Dan untuk bangsa Barat, khususnya AS, ia mengatakan, "Vietnam bukanlah apa-apa.  Untuk para tentara AS ynag berada di Afghanistan, mintalah kepada ibu dan istri kalian untuk menyiapkan peti jenazah untuk kalian."

Di tahun 2007 El Aroud dan suaminya dihukum karena aktif menjalankan sebuah website yang mendukung Al-Qaeda.  Garsallaoui ditahan selama 23 hari.   Di tahun yang sama pada Desember akhir, keduanya kembali ditahan bersama tiga belas orang lainnya dengan tuduhan berusaha membebaskan Nizar Trabelsi dari penjara dan akan melancarkan serangan di Brussel.  Dalam 24 jam, mereka dibebaskan karena tidak terbukti tuduhan yang dialamatkan kepada mereka.

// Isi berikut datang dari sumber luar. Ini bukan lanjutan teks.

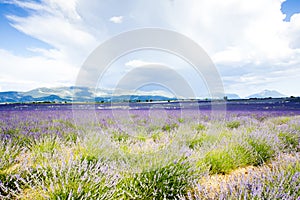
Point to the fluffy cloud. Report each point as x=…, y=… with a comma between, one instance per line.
x=249, y=41
x=116, y=19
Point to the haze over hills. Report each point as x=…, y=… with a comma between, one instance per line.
x=266, y=94
x=84, y=94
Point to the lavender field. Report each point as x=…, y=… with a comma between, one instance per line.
x=56, y=152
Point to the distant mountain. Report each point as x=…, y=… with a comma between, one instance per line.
x=79, y=94
x=233, y=96
x=266, y=94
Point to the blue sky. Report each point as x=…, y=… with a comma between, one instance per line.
x=254, y=46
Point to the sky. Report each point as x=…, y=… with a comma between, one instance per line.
x=254, y=44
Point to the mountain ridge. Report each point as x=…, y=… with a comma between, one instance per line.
x=85, y=94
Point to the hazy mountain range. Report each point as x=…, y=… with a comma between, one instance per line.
x=84, y=94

Kini, persidangan akan kembali diigelar pada Maret atau April mendatang.  El Aroud, Garsalloui dan Beyayo terancam penjara 10 tahun dan enam orang lainnya 5 tahun karena mereka aktif menjalankan sebuah situs yang memberikan dukungan penuh kepada Al-Qaeda dan mujahidin di seluruh dunia. (haninmazaya/ansar/arrahmah.com)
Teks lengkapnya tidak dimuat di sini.